Frank’s temporary jobs became more permanent as the Miller went from one mechanical issue to another. And as Manor Mill continued its slow decline, the Miller grew more and more dependent on Frank. The Miller provided the third floor of the barn for Frank to sleep, and having come from a small farm in Pennsylvania, and estranged from his family, he found satisfaction in keeping the Mill operating, even if he was hardly trained at repairs. He recognized his solutions to mechanical failures weren’t always the best ones. And for Frank’s part, limiting his circle of movement to the boundaries created by Monkton, Corbett and York Roads was just fine.

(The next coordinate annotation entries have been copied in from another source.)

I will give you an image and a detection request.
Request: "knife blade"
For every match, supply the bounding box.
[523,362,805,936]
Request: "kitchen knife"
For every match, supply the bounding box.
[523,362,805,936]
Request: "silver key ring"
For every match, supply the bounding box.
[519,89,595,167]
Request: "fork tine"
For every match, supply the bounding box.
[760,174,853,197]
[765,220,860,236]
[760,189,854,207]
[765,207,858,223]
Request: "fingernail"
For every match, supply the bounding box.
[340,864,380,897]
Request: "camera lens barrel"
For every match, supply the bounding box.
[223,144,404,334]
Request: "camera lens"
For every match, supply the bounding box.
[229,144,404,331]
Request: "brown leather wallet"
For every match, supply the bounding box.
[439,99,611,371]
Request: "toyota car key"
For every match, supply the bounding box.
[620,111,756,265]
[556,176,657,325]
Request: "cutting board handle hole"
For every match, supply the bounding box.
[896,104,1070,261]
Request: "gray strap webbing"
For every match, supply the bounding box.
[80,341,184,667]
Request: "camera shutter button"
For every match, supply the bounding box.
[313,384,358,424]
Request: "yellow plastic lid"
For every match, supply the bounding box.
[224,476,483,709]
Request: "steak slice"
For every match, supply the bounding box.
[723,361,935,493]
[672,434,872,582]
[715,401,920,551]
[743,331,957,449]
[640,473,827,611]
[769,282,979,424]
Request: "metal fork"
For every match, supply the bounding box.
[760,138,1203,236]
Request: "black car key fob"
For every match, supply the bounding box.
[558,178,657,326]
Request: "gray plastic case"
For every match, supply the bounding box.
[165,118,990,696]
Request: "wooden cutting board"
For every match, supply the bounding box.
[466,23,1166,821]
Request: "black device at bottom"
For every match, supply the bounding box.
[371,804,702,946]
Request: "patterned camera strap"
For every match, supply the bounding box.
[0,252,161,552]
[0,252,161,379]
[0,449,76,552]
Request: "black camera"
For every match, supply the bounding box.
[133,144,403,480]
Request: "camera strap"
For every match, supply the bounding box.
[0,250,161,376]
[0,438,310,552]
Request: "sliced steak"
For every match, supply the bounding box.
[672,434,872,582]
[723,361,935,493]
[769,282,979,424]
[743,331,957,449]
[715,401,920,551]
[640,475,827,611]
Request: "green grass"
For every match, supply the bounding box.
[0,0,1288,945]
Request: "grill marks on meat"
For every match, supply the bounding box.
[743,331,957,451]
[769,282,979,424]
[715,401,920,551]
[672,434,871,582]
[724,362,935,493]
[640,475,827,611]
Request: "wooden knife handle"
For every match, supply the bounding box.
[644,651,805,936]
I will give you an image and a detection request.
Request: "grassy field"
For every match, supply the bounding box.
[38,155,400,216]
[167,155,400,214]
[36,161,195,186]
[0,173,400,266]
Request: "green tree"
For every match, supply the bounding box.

It also didn’t take long for the Miller, who was tired, alone and wrought with the aches and stiffness of a weary, aged body, to ask Frank to handle his small pig farm, a struggling afterthought of an enterprise that the Miller thought might create a new stream of cash flow to supplement the trickle that now made up low grain sales, especially with new owners of the nearby Monkton Mill that had the benefit of traffic on the Baltimore York Railway and Monkton Hotel. Frank was proud when the Miller joked how he could lift two pigs, one under each arm, and move them around like bags of wheat, and he gravitated toward the job at once. The job was also urgent as one of the Miller’s female pigs was pregnant.

It was at that moment, when Frank met the pigs, and when the large mother sow came rushing toward him as if they’d known each other for years, did Frank decide that he didn’t want to live anywhere else, that he would be just fine here, with the Mill and the pigs, caring for them forever. Months later, though, when Frank reflected back on this moment, after the tragedy, this moment that was first etched in nothing but a glow of happiness, was soiled with sounds of a pig’s cry, and despair.